I think most varmint hunters would agree the .17 Fireball is good medicine for fox-sized critters and smaller. But I shared a common doubt whether this small pill could deliver the knockout punch to large, Northern coyotes, and was pleasantly surprised during our Alberta hunt. While certainly not conclusive, the results were encouraging. Terminal performance in all cases was, well, terminal. While I’d still have reservations shooting at coyotes beyond 200 yards, I’d have very few reservations using the Fireball if I kept my shots under that benchmark.

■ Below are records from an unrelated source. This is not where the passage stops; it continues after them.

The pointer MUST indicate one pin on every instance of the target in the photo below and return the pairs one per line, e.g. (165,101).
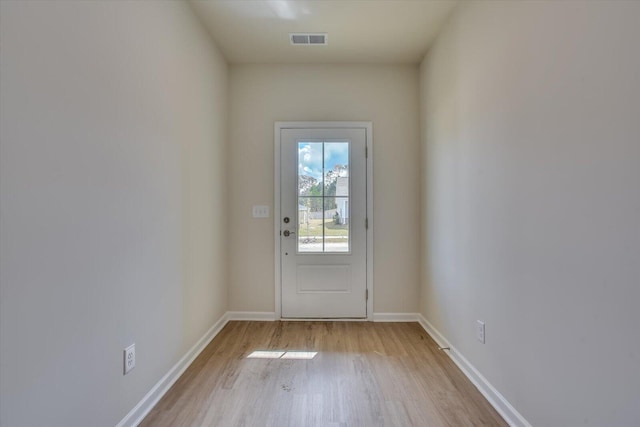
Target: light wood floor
(364,374)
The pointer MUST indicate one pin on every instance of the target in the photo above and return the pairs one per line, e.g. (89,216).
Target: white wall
(385,95)
(531,203)
(112,224)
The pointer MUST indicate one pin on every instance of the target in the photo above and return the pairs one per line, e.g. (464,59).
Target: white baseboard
(251,315)
(504,408)
(497,400)
(395,317)
(137,414)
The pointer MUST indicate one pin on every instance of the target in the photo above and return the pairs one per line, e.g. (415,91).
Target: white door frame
(368,127)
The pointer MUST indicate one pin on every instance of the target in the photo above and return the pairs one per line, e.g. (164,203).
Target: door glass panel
(336,229)
(323,197)
(310,174)
(310,236)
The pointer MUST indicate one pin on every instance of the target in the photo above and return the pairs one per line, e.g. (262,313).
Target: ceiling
(360,31)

The following are empirical field results from our Alberta hunt and another field test conducted with the .17 Fireball in Wyoming. Again, the sample is too small to draw clear conclusions, but provides some insight to what this Mighty Mouse caliber is capable of. It will be my great pleasure to add to the database sometime soon.
Alberta/No unrecovered coyotes
• 105 yards/one shot broadside/no exit/traveled zero yards.

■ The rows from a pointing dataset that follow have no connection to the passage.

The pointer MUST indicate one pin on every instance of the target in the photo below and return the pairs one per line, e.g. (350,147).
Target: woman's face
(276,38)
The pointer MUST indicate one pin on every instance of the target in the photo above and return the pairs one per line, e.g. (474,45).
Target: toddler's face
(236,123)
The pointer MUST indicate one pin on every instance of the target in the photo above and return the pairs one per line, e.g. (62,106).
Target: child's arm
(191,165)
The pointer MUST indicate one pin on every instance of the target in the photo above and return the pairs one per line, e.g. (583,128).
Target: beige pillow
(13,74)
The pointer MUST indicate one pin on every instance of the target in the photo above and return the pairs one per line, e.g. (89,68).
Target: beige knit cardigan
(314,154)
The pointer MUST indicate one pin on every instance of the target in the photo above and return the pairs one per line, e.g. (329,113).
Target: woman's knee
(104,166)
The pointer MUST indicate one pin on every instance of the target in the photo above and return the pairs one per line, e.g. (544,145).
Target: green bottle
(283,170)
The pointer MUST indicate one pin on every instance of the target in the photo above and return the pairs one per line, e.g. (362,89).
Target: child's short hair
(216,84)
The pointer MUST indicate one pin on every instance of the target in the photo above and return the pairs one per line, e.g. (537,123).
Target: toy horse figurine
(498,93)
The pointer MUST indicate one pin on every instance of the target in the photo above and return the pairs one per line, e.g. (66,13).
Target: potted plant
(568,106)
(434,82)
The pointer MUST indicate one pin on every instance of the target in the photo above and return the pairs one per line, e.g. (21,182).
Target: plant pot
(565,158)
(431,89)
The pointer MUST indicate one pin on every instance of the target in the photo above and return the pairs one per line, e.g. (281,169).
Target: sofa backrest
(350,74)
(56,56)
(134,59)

• 94 yards/one shot frontal/exit out the shoulder with considerable damage/traveled zero yards.
• 170 yards/running broadside/no exit/traveled zero yards.

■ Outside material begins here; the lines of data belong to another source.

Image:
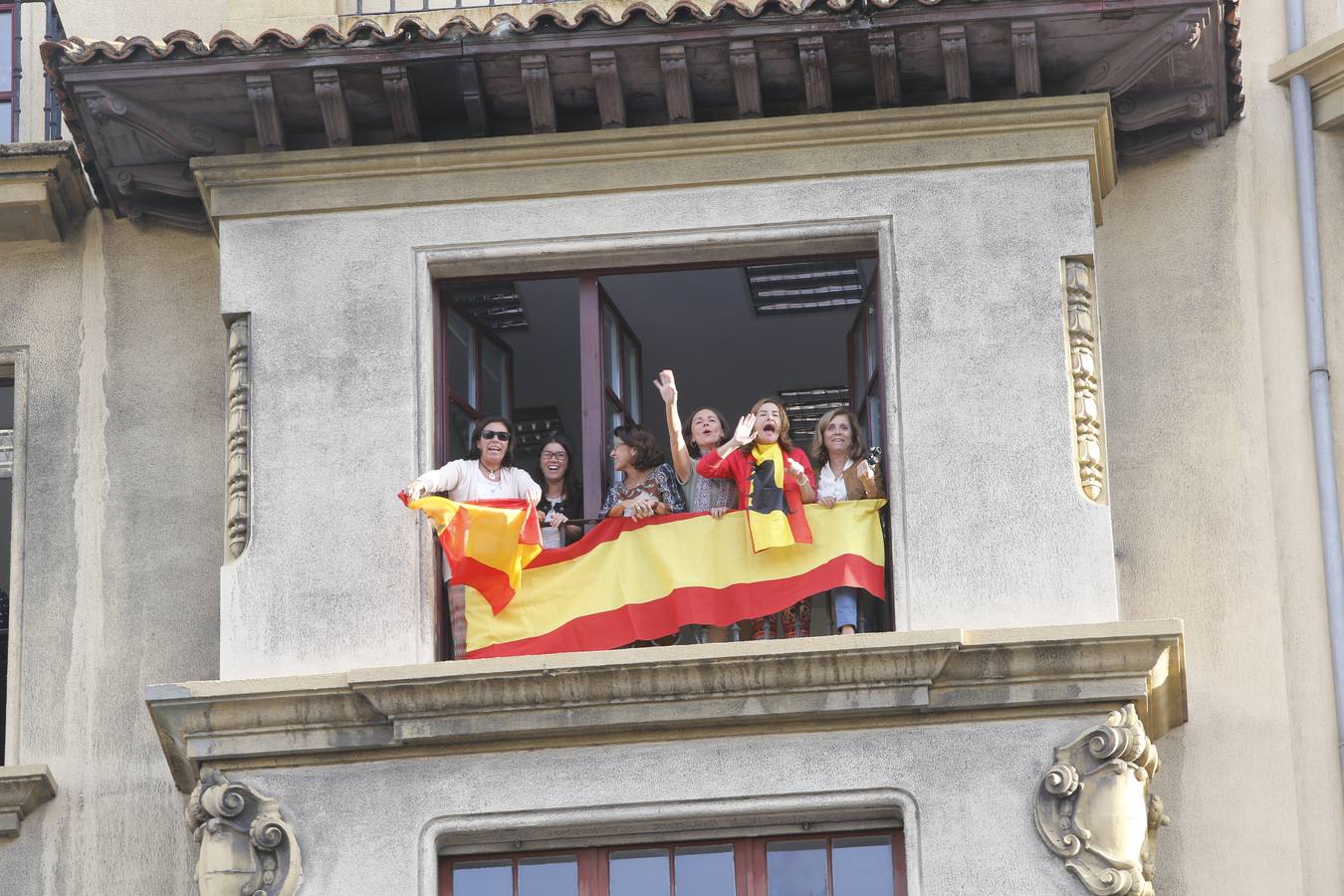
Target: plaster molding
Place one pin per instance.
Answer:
(1323, 66)
(664, 157)
(1095, 807)
(238, 477)
(1081, 322)
(246, 846)
(22, 790)
(625, 696)
(43, 192)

• 171 yards/head shot/exit with minimal damage/traveled zero yards.
• 193 yards/broadside/no exit/traveled zero yards.
Wyoming/No unrecovered coyotes
• 60 yards/broadside spine, required finishing shot/one exit/traveled zero yards.
• 80 yards/broadside heart/lung/no exit/traveled zero yards.
• 120 yards/facing, neck/exit/traveled zero yards.
• 200 yards/broadside, neck/complete exit, traveled zero yards.
• 250 yards/broadside/rear lung shot/traveled 200 yards.